为解决finetune大规模语言模型的问题,已有多种方案,比如部分finetune、adapters和prompting。但这些方法存在如下问题:

  • Adapters引入额外的inference latency (由于增加了层数)
  • Prefix-Tuning比较难于训练
  • 模型性能不如finetuning

Adapter引入Inference Latency

显然,增加模型层数会增加inference的时长:

While one can reduce the overall latency by pruning layers or exploiting multi-task settings, there is no direct ways to bypass the extra compute in adapter layers.

Adapter Extra Inference Latency

从上图可以看出,对于线上batch size为1,sequence length比较短的情况,inference latency的变化比例会更明显。不过个人认为,绝对延迟的区别不大。 :-)

Prefix-Tuning难于训练

与Prefix-Tuning的难于训练相比,LoRA则更容易训练:

We observe that prefix tuning is difficult to optimize and that its performance changes non-monotonically in trainable parameters, confirming similar observations in the original paper.

模型性能不如Full Finetuning

预留一些sequence做adaption会让处理下游任务的可用sequence长度变少,一定程度上会影响模型性能:

More fundamentally, reserving a part of the sequence length for adaptation necessarily reduces the sequence length available to process a downstream task, which we suspect makes tuning the prompt less performant compared to other methods.

LoRA

先看看LoRA的motivation:

We take inspiration from Li et al. (2018a); Aghajanyan et al. (2020) which show that the learned over-parametrized models in fact reside on a low intrinsic dimension.

We hypothesize that the change in weights during model adaptation also has a low “intrinsic rank”, leading to our proposed Low-Rank Adaptation (LoRA) approach.

虽然模型的参数众多,但其实模型主要依赖low intrinsic dimension,那adaption应该也依赖于此,所以提出了Low-Rank Adaptation (LoRA)。

LoRA Model

LoRA的思想也很简单,在原始PLM旁边增加一个旁路,做一个降维再升维的操作,来模拟所谓的intrinsic rank。
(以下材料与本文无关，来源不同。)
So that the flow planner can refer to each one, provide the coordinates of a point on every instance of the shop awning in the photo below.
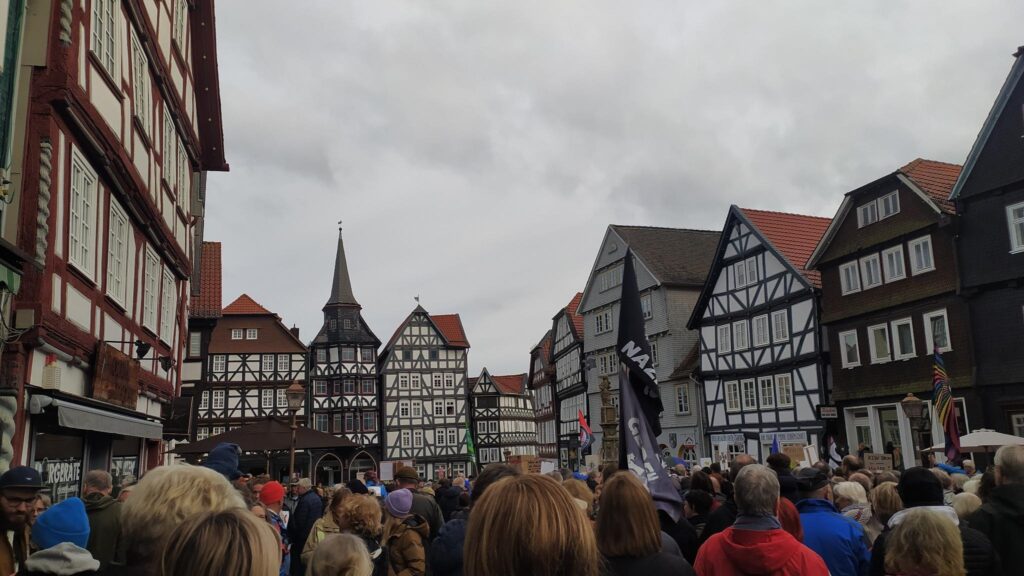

训练的时候固定PLM的参数,只训练降维矩阵A与升维矩阵B。而模型的输入输出维度不变,输出时将BA与PLM的参数叠加。用随机高斯分布初始化A,用0矩阵初始化B,保证训练的开始此旁路矩阵依然是0矩阵。

具体来看,假设预训练的矩阵为 \(W_0 \in \mathbb{R}^{d \times k}\),它的更新可表示为:

\[W_0 + \Delta W = W_0 + BA, B \in \mathbb{R}^{d \times r}, A \in \mathbb{R}^{r \times k} \]

其中秩\(r << min(d,k)\)

这种思想有点类似于残差连接,同时使用这个旁路的更新来模拟full finetuning的过程。并且,full finetuning可以被看做是LoRA的特例(当r等于k时):

This means that when applying LoRA to all weight matrices and training all biases, we roughly recover the expressiveness of full fine-tuning by setting the LoRA rank r to the rank of the pre-trained weight matrices.

In other words, as we increase the number of trainable parameters, training LoRA roughly converges to training the original model, while adapter-based methods converges to an MLP and prefix-based methods to a model that cannot take long input sequences.

LoRA也几乎未引入额外的inference latency,只需要计算 \(W = W_0 + BA\) 即可。

LoRA与Transformer的结合也很简单,仅在QKV attention的计算中增加一个旁路,而不动MLP模块:

We limit our study to only adapting the attention weights for downstream tasks and freeze the MLP modules (so they are not trained in downstream tasks) both for simplicity and parameter-efficiency.

总结,基于大模型的内在低秩特性,增加旁路矩阵来模拟full finetuning,LoRA是个简单有效的方案来达成lightweight finetuning的目的。